In my key’s perspective, it’s a journey through my room. First, they’ll be in my pocket, ready to open a door. Then they will be on my work table, eager to see me when I’m ready to leave. Then they’ll be on top of the drawer because I’m changing my pants. Then they’ll be god knows where because I was in the middle of another activity and decided to place them wherever was convenient. Then I’ll spend an inextricable amount of time looking for them.
It’s times like these I feel helpless to my lack of coordination. I hate my forgetfulness because I lack the foresight to place things in proper places. My keys have a place in my bag, and should always be there. And for the scenario where I don’t bring my bag, it should be in my pocket. But therein lies the problem. If I know I won’t bring my bag, where do I place my keys when I change my pants?

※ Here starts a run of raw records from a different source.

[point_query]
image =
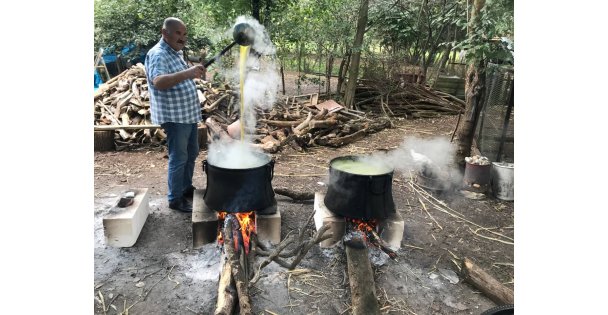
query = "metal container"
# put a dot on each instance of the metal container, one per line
(359, 196)
(475, 174)
(240, 189)
(503, 184)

When I was working in manufacturing, we implemented a 5 step program to achieving lean manufacturing. One of those steps was setting things in place. In one scenario, say you use a hammer. You take the hammer from its proper placement, use it for a bit, then place it back. To make things easier, one of our technicians placed an outline of a hammer so it is easy to place the hammer in its proper place. The alternative is placing the hammer wherever, which would be harder for the next person who wants to use the hammer.
With this practice, I should be able to implement it in my personal life. However, I am rarely open to the idea of changing my space. This is prompted by a stubborn attitude that I should remember everything. Added to that, I find moving things around my room to be a chore. And it’s all over when I consider something to be a chore because I’ll try to wiggle out of it any way I can.
Back to they keys. Because I lack a system to place my keys in the same place for every scenario, I find it difficult to find them when I’ve placed them in a spot at the time I thought was memorable. I’ve thought about a cubby, or a bowl, but haven’t acted on it. I’m skeptic it works for me.
Question for those readers. Do you follow a system for placing your things at home. How do you remember where you put your things? Does your system cover all scenarios?
I’ll be honest. After drafting this letter, I’m going to give the bowl a try. At least I can cross it off my list if it really doesn’t work. Then it’s back to the drawing board.